The lead detective on this case is the senior lieutenant from central Homicide, Bowen. Who is barking like an asshole drill sergeant because there are at least four people in the room who outrank him, including his own captain, a deputy commissioner, plus the two suits representing the mayor. And a woman with a shiny blonded motorcycle helmet of hair who almost screams Internal Affairs―which can only mean I’m not the only one who suspects maybe a police officer did it. Bowen gets up to give us our case assignments, but before he gets to the pep talk part, he goes over what ID and the ME’s office have managed to come up with, complete with a Powerpoint presentation.
“Nicholas Matthew Trapani,” he says, as Trapani’s face pops onto the screen
. “Age thirty-seven, born in Malta, became a naturalized US citizen at twenty-one.” We switch to a coroner’s photograph of Trapani’s head, which has been partially reconstructed and stuck next to the top of his body on the morgue slab. Most of him was found in a blood-spattered room next to the main living area. Bowen goes into some detail about the dead man’s business interests, then says that he’s on the FBI database as a person of interest in an ongoing RICO investigation.
“Will we be getting the file from them?” somebody interrupts, and he snaps back, “On need to know.” Then he goes on to the bodyguard.

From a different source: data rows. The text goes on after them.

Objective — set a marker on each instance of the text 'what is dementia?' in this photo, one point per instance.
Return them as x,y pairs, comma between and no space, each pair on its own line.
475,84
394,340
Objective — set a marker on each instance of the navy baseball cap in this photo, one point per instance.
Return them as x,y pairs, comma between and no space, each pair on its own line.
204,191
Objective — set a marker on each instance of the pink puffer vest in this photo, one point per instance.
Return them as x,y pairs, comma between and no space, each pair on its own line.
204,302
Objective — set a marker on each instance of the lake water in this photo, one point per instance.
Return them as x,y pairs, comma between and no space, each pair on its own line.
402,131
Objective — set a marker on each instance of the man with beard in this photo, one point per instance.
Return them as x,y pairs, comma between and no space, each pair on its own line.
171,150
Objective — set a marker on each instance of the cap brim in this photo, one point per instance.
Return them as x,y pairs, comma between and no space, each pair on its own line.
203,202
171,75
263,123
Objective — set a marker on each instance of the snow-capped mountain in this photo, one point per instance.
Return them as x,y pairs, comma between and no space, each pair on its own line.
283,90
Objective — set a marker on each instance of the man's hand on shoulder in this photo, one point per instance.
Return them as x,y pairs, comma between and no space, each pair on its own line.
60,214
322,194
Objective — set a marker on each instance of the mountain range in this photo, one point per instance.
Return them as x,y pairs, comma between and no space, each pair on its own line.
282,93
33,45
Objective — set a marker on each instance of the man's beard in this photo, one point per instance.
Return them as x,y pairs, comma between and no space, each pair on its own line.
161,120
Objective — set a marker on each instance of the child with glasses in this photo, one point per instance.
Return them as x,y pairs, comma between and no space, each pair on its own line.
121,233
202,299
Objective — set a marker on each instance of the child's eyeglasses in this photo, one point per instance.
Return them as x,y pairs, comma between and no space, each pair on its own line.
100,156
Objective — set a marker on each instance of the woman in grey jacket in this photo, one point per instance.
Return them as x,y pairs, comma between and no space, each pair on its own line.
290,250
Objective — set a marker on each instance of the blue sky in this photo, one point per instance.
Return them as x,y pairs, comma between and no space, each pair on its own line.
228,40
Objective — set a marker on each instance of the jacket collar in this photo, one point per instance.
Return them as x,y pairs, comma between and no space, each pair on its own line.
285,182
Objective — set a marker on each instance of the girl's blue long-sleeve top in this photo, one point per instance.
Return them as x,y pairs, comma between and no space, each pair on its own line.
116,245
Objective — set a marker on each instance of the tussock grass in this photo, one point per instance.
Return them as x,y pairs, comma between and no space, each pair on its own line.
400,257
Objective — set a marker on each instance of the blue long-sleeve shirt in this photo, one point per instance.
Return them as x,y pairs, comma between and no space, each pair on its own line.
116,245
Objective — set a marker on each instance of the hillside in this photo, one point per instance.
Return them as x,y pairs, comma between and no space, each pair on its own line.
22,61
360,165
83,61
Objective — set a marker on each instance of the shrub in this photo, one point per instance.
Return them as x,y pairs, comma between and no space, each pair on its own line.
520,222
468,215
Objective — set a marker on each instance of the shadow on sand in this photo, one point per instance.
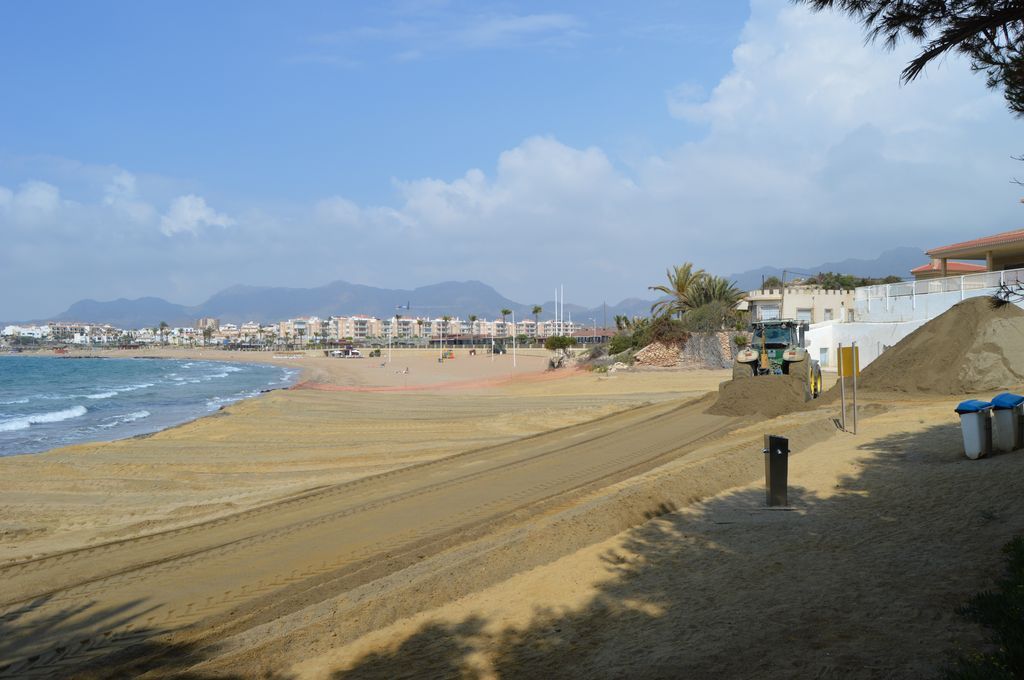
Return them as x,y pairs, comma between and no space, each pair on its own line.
860,582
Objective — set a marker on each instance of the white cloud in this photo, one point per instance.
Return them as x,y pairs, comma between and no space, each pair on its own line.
120,194
446,31
811,152
808,150
33,204
189,214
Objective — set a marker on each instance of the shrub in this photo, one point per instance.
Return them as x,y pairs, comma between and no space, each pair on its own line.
556,342
620,343
998,610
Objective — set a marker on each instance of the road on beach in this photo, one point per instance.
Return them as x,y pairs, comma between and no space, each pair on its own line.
61,612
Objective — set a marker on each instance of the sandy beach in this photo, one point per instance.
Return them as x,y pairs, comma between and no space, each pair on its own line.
484,521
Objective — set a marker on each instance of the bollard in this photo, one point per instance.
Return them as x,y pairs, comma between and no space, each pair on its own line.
776,453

“Luca Pandolfo Messineo.” A mugshot of a beefy guy smirking slightly―a jailhouse cut-up, obviously―shows up next, followed by his morgue shot, which is a mess. He’s missing both eyeballs and his tongue, and his remaining skin looks sluglike and puffy, like it’s been injected with steroids. “Age twenty-five, born Borough of Queens, of Sicilian extraction. He’s the one from the pool, so he spent the night mostly underwater. Incidentally, not all of the forensics prelim you may have heard at the scene turns out to have been accurate. We think Mr. Messineo here, who seems to have been the family bodyguard and chauffeur, was killed first and dumped in the pool along with his sidearm, a registered carry Heckler & Koch HK45 with an intact round in its chamber.”
“So it all happened too fast for him to fire it,” says somebody.
“Draw your own conclusions. Now on to Mrs. Trapani, Nadya―we think.” Beside me, Val exhales quietly and his body goes rigid; then he leans forward like a schoolkid about to raise his hand. “We know next to nothing about her at this point. Thirtyish, mother of his child, had a small business telling fortunes on the side―yeah, what? You’ve got something to say, Detective?”
“Tabori, Gang Taskforce. The victim was thirty-two, place of birth, Cluj-Napoca, Romania, maiden name Nadezhda Elena Radu. The reason I know this is because I originally recruited her as a CI for the department.” A Confidential Informant. Which means he’s probably feeling guilty and responsible for her death.